I've been off my game with respect to blogging, but an interesting item that just crossed my electronic desk prodded me to start back in on the pile of items and partially completed posts that I need to finish. A regular reader supplied me with a trial court brief that advances a fascinating proposition:  "independent contractors" are entitled to indemnification (read: reimbursement of necessary expenses) under Labor Code section 2802 because the definition of "employee" that applies to Labor Code section 2802 encompasses what would be "independent contractors."  If accepted by courts, that contention would have significant consequences for the many businesses that attempt to avoid all costs of employment by designing systems that classify groups of workers as "independent contractors" or "franchisees."  Because the analysis is so thorough and so thought-provoking, I include it here (divided so that only a part appears on the front page due to length), with minimal editing:

[BEGINNING OF EXCERPT]

“‘California has a strong public policy that favors the indemnification . . . of employees by their employers for claims and liabilities resulting from the employees’ acts within the course and scope of their employment.’ [Citation.] Labor Code section 2802 codifies this policy . . . .” Edwards v. Arthur Andersen LLP, 44 Cal.4th 937, 81 Cal.Rptr.3d 282, 293, 189 P.3d 285, 295 (2008).
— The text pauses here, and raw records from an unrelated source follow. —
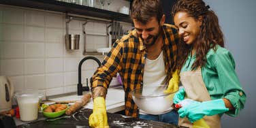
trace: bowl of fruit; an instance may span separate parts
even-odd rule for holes
[[[43,109],[43,114],[48,118],[56,118],[65,114],[69,106],[67,104],[57,103],[48,106]]]

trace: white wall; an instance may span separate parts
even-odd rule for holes
[[[255,127],[256,69],[255,0],[205,0],[215,11],[225,37],[226,48],[233,54],[236,71],[247,99],[238,117],[224,116],[223,127]],[[254,126],[254,127],[253,127]]]
[[[76,92],[78,63],[84,57],[84,22],[69,22],[69,33],[80,34],[80,50],[68,52],[64,45],[65,14],[0,5],[0,76],[11,76],[15,91],[37,89],[46,95]],[[89,22],[86,31],[104,34],[106,27]],[[87,35],[86,43],[91,51],[108,46],[103,36]],[[102,60],[103,56],[97,57]],[[93,60],[84,63],[84,85],[97,66]]]

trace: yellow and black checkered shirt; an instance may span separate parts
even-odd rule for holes
[[[169,81],[174,70],[179,36],[177,29],[173,25],[165,24],[162,27],[162,31],[164,44],[163,53]],[[129,93],[134,89],[142,87],[146,57],[146,47],[141,38],[138,37],[135,29],[128,32],[121,39],[116,41],[101,65],[96,70],[92,77],[92,88],[103,86],[108,89],[112,78],[118,72],[125,92],[125,114],[138,117],[138,109]]]

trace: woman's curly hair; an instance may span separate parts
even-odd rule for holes
[[[174,17],[179,12],[187,12],[195,20],[202,18],[202,26],[197,38],[198,42],[193,46],[180,42],[178,46],[176,67],[181,69],[193,46],[195,50],[196,59],[192,69],[195,69],[206,63],[206,54],[210,49],[216,50],[217,44],[224,47],[223,34],[217,16],[202,0],[178,0],[172,7],[172,15]],[[182,39],[180,41],[182,42]]]

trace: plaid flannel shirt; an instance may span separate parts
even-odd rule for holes
[[[179,36],[173,25],[165,24],[162,31],[164,44],[163,52],[168,82],[174,71]],[[135,29],[131,30],[113,44],[112,50],[93,76],[91,87],[103,86],[107,89],[112,77],[118,72],[125,92],[125,114],[138,117],[138,106],[129,93],[135,89],[142,87],[146,56],[146,47],[141,38],[138,37]]]

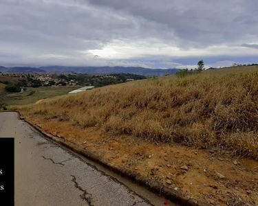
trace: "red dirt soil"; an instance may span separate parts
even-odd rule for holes
[[[25,116],[26,117],[26,116]],[[110,137],[96,128],[27,116],[46,132],[63,137],[117,166],[211,205],[258,205],[258,161],[214,148],[156,144],[131,136]]]

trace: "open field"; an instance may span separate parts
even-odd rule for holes
[[[8,105],[25,105],[33,104],[46,98],[67,94],[68,92],[80,88],[80,87],[56,87],[28,88],[22,93],[5,97],[3,102]]]
[[[5,89],[6,86],[6,84],[0,83],[0,96],[3,95],[6,93],[7,93],[7,92],[6,91],[6,89]]]
[[[107,87],[23,109],[81,128],[96,126],[111,135],[199,148],[220,146],[257,159],[258,71],[222,72]]]
[[[189,198],[256,205],[257,100],[258,67],[248,67],[109,86],[12,108]]]

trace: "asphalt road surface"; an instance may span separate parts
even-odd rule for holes
[[[0,137],[14,137],[16,206],[151,205],[116,179],[43,138],[17,115],[0,113]]]

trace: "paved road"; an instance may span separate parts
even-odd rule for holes
[[[15,113],[0,113],[0,137],[15,138],[17,206],[150,205],[125,185],[41,137]]]

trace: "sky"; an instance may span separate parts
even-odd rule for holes
[[[0,65],[258,63],[257,0],[0,0]]]

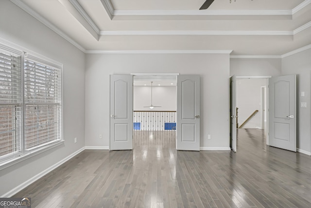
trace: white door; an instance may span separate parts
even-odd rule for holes
[[[230,147],[237,151],[237,90],[236,77],[233,75],[230,82]]]
[[[177,142],[178,150],[200,151],[200,76],[177,77]]]
[[[110,150],[133,149],[133,76],[110,75]]]
[[[296,151],[296,75],[269,79],[269,145]]]

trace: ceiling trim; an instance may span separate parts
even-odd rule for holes
[[[98,28],[96,24],[93,21],[93,19],[88,16],[87,13],[82,8],[81,5],[76,0],[68,0],[73,5],[74,8],[79,12],[79,13],[82,16],[83,18],[87,22],[88,24],[90,25],[92,28],[97,33],[97,35],[99,35],[101,30]]]
[[[58,0],[58,1],[64,6],[67,11],[71,14],[79,22],[84,28],[89,33],[89,34],[98,40],[99,36],[99,29],[96,27],[94,27],[94,23],[90,19],[89,17],[84,12],[84,9],[75,1],[75,0]],[[92,23],[93,22],[93,23]],[[95,29],[94,29],[95,28]],[[98,31],[96,31],[96,30]]]
[[[296,14],[297,12],[308,6],[310,3],[311,3],[311,0],[305,0],[303,1],[299,5],[292,9],[292,14],[294,15]]]
[[[111,2],[109,0],[101,0],[101,2],[103,6],[104,6],[105,10],[106,10],[108,16],[110,18],[110,19],[112,19],[115,14],[114,9],[112,6]]]
[[[294,55],[294,54],[298,54],[298,53],[302,52],[304,51],[310,49],[311,49],[311,44],[283,54],[281,56],[281,57],[282,58],[285,58],[285,57],[289,57],[290,56]]]
[[[245,30],[144,30],[101,31],[102,36],[167,36],[167,35],[236,35],[236,36],[292,36],[293,31]]]
[[[25,11],[26,12],[31,15],[35,18],[36,19],[40,21],[41,23],[51,29],[52,31],[58,34],[60,37],[67,40],[68,42],[72,44],[73,45],[77,47],[81,51],[86,53],[86,50],[81,46],[79,43],[74,41],[71,38],[69,37],[57,27],[55,27],[53,24],[51,23],[49,21],[43,18],[42,16],[40,15],[37,12],[35,12],[34,10],[31,9],[27,5],[18,0],[10,0],[13,3],[15,4],[17,6]]]
[[[278,16],[292,15],[288,10],[114,10],[114,16]]]
[[[294,31],[293,31],[294,35],[296,35],[296,34],[300,33],[303,30],[308,29],[310,27],[311,27],[311,21],[294,30]]]
[[[87,50],[88,54],[230,54],[232,50]]]
[[[115,10],[110,0],[101,1],[111,19],[115,16],[293,15],[311,3],[311,0],[305,0],[293,9],[283,10]]]
[[[230,58],[281,58],[279,55],[230,55]]]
Section 2802(a) requires that “[a]n employer shall indemnify his or her employee for all necessary expenditures or losses incurred by the employee in direct consequence of the discharge of his or her duties . . . . (Emphasis added.) The “obvious purpose” of section 2802 is “to protect employees from suffering expenses in direct consequence of doing their jobs.” Grissom v. Vons Companies, Inc., 1 Cal.App.4th 52, 59-60, 1 Cal.Rptr.2d 808 (1990). Section 2802 “shows a legislative intent that duty-related losses ultimately fall on the business enterprise, not on the individual employee.” Janken v. GM Hughes Electronics, 46 Cal.App.4th 55, 74, fn. 24, 53 Cal.Rptr.2d 741 (1996). Section 2802 is unwaivable. Cal. Lab. Code § 2804 (“Any contract or agreement, express or implied, made by any employee to waive the benefits of this article or any part thereof, is null and void . . . .”) And “[a]rbitration awards have been reviewed to determine whether the arbitrators complied with statutes conferring unwaivable rights. [Citations.]” Cable Connection, supra, 44 Cal.4th at 1362.